For instance, NAB is training corporate and institutional bankers to support the low carbon transition plans of its 100 heaviest emitting customers by helping them to reduce their climate risk in line with net zero by 2050 Paris agreement pledges.
Likewise, I recently consulted to a diversified Australian ASX 20 business on a sustainability project. It was wonderfully refreshing: not once did anyone in the team talk about the constraints of the Australian economy or the fact that Australia is so poorly setting the country up for climate change.
What they asked is: “What is the world going to be doing in 10 years’ time, and what can we do as an organisation need to do to be fit for purpose to meet the world’s demands in 10 years’ time (not just Australia’s)?”
This is not even a dual-listed company but it is considering its global responsibilities. It has lifted its head above the parochial and the mundane to identify who is doing the best thing in this space in the world and asked how it can, not only learn from, but improve on that global best practice?

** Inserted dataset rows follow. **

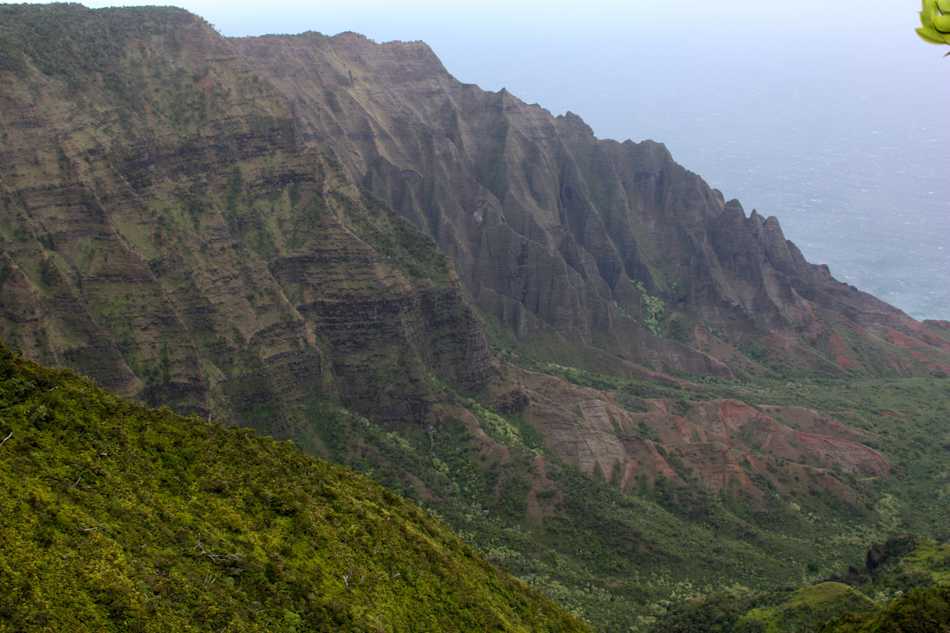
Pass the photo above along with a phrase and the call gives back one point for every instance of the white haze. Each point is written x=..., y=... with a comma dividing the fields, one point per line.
x=831, y=115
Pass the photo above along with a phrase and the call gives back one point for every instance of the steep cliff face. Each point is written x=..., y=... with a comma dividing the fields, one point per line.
x=262, y=230
x=166, y=231
x=612, y=245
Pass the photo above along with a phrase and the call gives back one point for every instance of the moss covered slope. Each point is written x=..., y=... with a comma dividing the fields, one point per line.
x=116, y=517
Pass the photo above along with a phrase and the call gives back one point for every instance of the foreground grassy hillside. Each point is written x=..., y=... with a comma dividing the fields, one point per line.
x=115, y=517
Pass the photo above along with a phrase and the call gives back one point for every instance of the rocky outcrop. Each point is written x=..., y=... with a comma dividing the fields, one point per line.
x=166, y=231
x=722, y=446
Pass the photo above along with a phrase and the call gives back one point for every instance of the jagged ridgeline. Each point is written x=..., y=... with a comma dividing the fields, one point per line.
x=617, y=385
x=903, y=588
x=115, y=517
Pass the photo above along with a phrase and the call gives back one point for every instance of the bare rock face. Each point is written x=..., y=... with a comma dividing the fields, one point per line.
x=165, y=230
x=240, y=227
x=721, y=446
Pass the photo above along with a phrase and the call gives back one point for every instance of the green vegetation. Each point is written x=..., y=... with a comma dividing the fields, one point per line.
x=935, y=22
x=115, y=517
x=906, y=592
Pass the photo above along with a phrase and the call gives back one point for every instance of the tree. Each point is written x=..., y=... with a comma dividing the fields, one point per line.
x=935, y=22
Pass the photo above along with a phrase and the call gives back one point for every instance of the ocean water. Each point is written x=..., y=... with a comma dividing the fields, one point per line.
x=839, y=127
x=832, y=116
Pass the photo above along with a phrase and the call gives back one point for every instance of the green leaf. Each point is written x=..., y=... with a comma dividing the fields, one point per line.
x=931, y=35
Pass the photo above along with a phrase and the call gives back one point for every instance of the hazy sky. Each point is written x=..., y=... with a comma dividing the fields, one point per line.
x=831, y=115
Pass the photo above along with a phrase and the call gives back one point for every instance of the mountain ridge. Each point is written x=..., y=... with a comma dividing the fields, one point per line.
x=477, y=303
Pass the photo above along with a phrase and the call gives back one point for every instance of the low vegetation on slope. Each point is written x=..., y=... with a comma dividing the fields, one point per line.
x=115, y=517
x=904, y=588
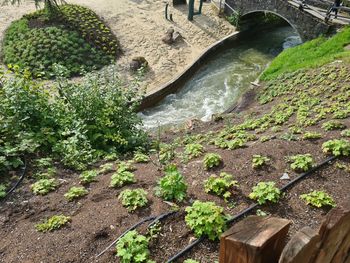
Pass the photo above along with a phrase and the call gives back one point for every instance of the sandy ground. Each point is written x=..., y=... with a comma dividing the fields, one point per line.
x=140, y=26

We all know that none of our corporations are even close to perfect. But my point is that good leaders will disrupt the status quo and will challenge. We need to imbue these skills in our next generation of leaders as they enter and rise through the workforce so we can do justice to the graduates coming out of our universities, which rank 6th in the world for quality.
Moreover, in all of the examples above – and doubtless you have plenty of your own – leaders have been given the support of a board that understands the issues and cares about them (these are not just boards that lip-synch “we want to be the best and be different” then keep hiring the same type of people for the same old roles).
My point is this. If we as business leaders and company directors miss the opportunity these crises present we may lose the new-found levels of trust we have earned with our stakeholders and we may not get it back until the next pandemic, by which stage it may be too late.
However, if we can wake up, step up and get curious, we have a unique chance to purge ourselves and our organisations of the lingering lack of innovation and ambition that Donald Horne first identified more than five decades ago.
As a nation, we really will have earned our luck, and this time, we actually need to.